I thought it would be interesting to set them an exercise that explored two data-management activities within the AIDA toolkit, namely ‘Metadata Management’ and ‘Access and Sharing’. The AIDA self-assessment toolkit is intended simply to offer a snapshot of an Institution’s readiness to carry out management of its digital assets, assessing that capability across three ‘legs’ – Organisation, Technology and Resources – while applying the assessment at the level of the entire Institution, and of a single repository. AIDA’s proposition is simple – the assessment will almost always result in a wobbly three-legged stool, quite often showing that the technology leg is the most advanced of the three. Steve pointed out that a result like this need not surprise us, and this is especially true given the advances being made with a tool such as eprints.
Concentrating on two activities from the larger and more complex AIDA framework was instructional – for me as well, as the manager who must put work into the toolkit to improve it. Two ambiguities in the metadata strand were exposed by the keen minds of the Southampton audience; did AIDA refer to discovery metadata, technological metadata, or preservation metadata? More importantly, the written exemplars in AIDA seem to be making an assumption that automation of metadata is a commonly-desired goal, and that the results of automation are always good. But some repository owners were proud of the quality of their “hand-crafted” metadata.
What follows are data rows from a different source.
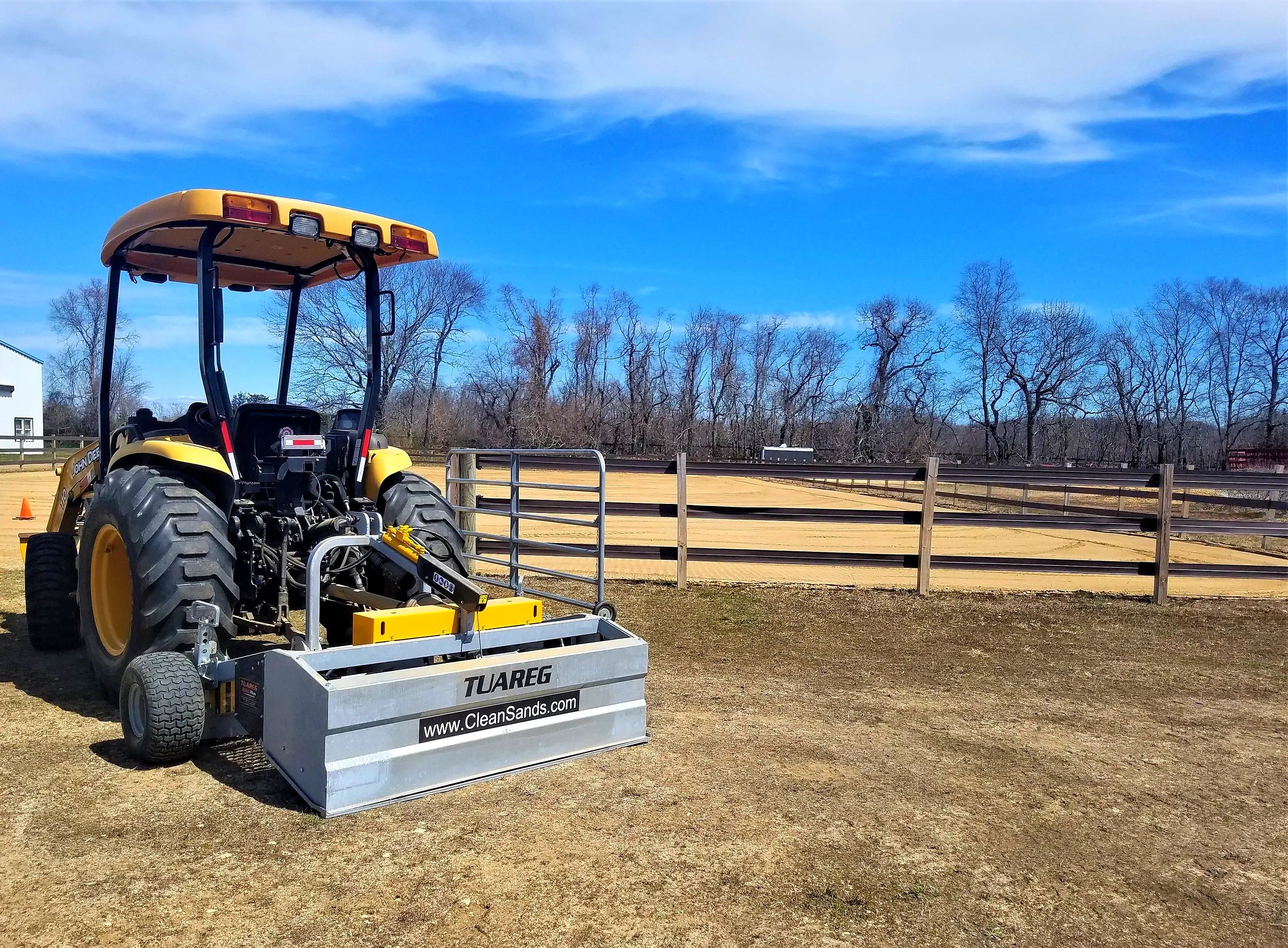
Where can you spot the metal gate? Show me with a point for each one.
(463, 486)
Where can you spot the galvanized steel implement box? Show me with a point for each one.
(362, 726)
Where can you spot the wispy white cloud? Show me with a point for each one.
(22, 290)
(1248, 209)
(977, 81)
(807, 318)
(181, 331)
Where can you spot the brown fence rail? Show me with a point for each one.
(1158, 486)
(34, 451)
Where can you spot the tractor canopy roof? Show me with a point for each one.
(270, 242)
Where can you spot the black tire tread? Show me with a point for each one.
(413, 501)
(177, 708)
(49, 576)
(181, 553)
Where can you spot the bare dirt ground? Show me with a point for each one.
(827, 767)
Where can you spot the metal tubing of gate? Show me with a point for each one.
(516, 543)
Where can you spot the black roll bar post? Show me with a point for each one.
(105, 378)
(371, 396)
(293, 315)
(210, 321)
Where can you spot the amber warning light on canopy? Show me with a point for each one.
(410, 239)
(252, 209)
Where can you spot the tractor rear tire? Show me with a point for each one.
(163, 708)
(409, 500)
(151, 545)
(53, 623)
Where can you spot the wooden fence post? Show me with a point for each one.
(467, 496)
(1162, 545)
(682, 521)
(1270, 510)
(928, 525)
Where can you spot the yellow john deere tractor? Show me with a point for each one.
(171, 538)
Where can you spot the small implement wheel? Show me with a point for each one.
(163, 708)
(53, 620)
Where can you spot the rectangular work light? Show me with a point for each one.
(254, 210)
(366, 236)
(306, 226)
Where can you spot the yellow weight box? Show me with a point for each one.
(420, 621)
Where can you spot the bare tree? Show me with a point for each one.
(643, 360)
(763, 348)
(987, 295)
(903, 341)
(1270, 343)
(588, 387)
(723, 333)
(1048, 352)
(498, 388)
(433, 301)
(1228, 311)
(1176, 333)
(688, 357)
(80, 320)
(1129, 375)
(806, 378)
(443, 297)
(535, 355)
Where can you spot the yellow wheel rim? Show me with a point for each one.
(111, 590)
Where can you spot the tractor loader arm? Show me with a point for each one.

However, in the closing minutes of the day, one team fed back to me on their discussions on the Access and Sharing strand. Their AIDA-based deliberations showed to them quite clearly that their test repository scored highly in the organisational leg (managed shared storage, centralised management, and agreements about cross-department sharing) and the technological leg (technological capacity and an appropriate infrastructure to support those policies, and how well the strategies are aligned), but there was an imbalance in the resources leg, and resources allocated to technological development were not quite at the correct level to match the strategies and policies. This isn’t simply a matter of lacking the money and staff (who doesn’t!?), but a simple graphic demonstration of where the stool is wobbliest, through findings which can be backed up through the provision of documented evidence, and one which might enable the repository to take steps to achieve stability on all three legs. Many heads in the room nodded instantly as they recognised themselves, and one comment was “I think we could say a lot of repositories fit that model”. A result like that is pure gold to me as the AIDA owner.